Over the last 2 years, the team of researchers installed the health system’s electronic clinical decision support (ePNa) system to 16 of its community hospitals for the study. During that time, there were 6,848 pneumonia cases in those hospitals, and the decision support system was utilized by a bedside physician in 67% of eligible patients.

The electronic decision support tool collects important patient indicators such as age, fever, oxygen saturation, laboratory and chest imaging data, and vital signs to provide treatment recommendations, such as antibiotic treatment, culture tests, and care setting suggestions.

The use of the eNPa resulted in a 38% reduction in mortality 30 days after receiving a pneumonia diagnosis, with the greatest decrease in mortality rates in patients admitted directly to the ICU, a 17% increase in outpatient disposition, significantly reduced ICU admissions, and a shortened average time from emergency department admission to first antibiotic administered.

Dr. Nathan Dean added, “In giving clinicians a real-time assessment tool that pulls together over 50 factors that can determine how a patient will do with pneumonia, our study found that clinicians were able to make better treatment decisions with this resource. Some of our community hospitals have as little as 20 beds. We wanted to validate the effectiveness of ePNa in very different healthcare settings.”

Dr. Dean went on to say that not only did ePNa provide physicians with useful advice, but it also allowed them to be more organized and consistent in their judgments concerning pneumonia patients.


The study was published in ATS Journals on March 7th, 2022.

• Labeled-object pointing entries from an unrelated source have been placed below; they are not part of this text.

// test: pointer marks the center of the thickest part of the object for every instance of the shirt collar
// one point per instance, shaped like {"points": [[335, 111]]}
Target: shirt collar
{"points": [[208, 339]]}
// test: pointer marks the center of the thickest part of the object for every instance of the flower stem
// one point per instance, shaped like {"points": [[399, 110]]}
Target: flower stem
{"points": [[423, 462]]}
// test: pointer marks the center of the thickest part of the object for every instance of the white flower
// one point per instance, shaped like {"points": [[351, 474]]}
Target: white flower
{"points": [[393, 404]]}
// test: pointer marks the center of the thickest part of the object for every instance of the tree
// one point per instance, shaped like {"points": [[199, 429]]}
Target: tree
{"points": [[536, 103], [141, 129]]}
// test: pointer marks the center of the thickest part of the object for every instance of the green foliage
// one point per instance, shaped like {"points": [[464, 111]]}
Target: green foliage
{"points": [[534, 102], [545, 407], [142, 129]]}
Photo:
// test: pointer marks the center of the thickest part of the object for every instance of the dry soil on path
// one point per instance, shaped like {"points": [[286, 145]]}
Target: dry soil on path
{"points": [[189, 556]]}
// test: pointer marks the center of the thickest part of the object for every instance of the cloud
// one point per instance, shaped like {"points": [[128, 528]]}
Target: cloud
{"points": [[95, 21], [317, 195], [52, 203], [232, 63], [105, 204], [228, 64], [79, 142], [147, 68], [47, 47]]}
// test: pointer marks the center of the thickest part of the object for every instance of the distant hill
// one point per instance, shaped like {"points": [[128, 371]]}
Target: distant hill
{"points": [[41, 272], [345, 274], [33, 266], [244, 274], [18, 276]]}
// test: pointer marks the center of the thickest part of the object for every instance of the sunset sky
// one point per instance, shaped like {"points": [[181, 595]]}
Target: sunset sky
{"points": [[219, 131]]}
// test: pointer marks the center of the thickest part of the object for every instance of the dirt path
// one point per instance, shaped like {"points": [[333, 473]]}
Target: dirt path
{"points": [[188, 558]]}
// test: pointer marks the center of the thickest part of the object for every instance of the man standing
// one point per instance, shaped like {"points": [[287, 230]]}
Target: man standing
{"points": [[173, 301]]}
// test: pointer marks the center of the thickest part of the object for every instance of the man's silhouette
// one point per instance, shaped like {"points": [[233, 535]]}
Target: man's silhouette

Abstract. Care of emergency department patients with pneumonia can be challenging. Clinical decision support may decrease unnecessary variation and improve care. Objectives: Report patient outcomes and processes of care following deployment of ePNa: comprehensive, open loop, real-time clinical decision support embedded within the electronic health record. Methods: Pragmatic, stepped-wedge, cluster-controlled trial with deployment at 2-month intervals into 16 community hospitals. ePNa extracts real-time and historical data to guide diagnosis, risk stratification, microbiology studies, site of care and antibiotic therapy. We included all adult emergency department patients with pneumonia over three years identified by ICD-10 discharge coding confirmed by chest imaging. Measurements and Main Results: Median age of the 6848 patients was 67 years (interquartile range 50-79), 48% female; 64.8% were hospital admitted. Unadjusted mortality was 8.6% before and 4.8% after deployment. A mixed-effects logistic regression model adjusting for severity of illness with hospital cluster as the random effect showed adjusted odds ratio of 0.62 (0.49, 0.79, P<0.001) for 30-day all-cause mortality after deployment. Lower mortality was consistent across hospital clusters. ePNa concordant antibiotic prescribing increased from 83.5 to 90.2% (P<0.001). Mean time from emergency department admission to first antibiotic was 159.4 (156.9, 161.9) minutes at baseline and 150.9 (144.1, 157.8) after deployment (P<0.001). Outpatient disposition from the emergency department increased from 29.2% to 46.9% while 7-day secondary hospital admission was unchanged, 5.2% versus 6.1%. ePNa was utilized by emergency department clinicians in 67% of eligible patients. Conclusions: ePNa deployment was associated with improved processes of care and lower mortality.

Dean NC, Vines CG, Carr JR, Rubin JG, Webb BJ, Jacobs JR, Butler AM, Lee J, Jephson AR, Jenson N, Walker M, Brown SM, Irvin JA, Lungren MP, Allen TL. A Pragmatic Stepped-wedge, Cluster-controlled Trial of Real-time Pneumonia Clinical Decision Support. Am J Respir Crit Care Med. 2022 Mar 8. doi: 10.1164/rccm.202109-2092OC. Epub ahead of print. PMID: 35258444.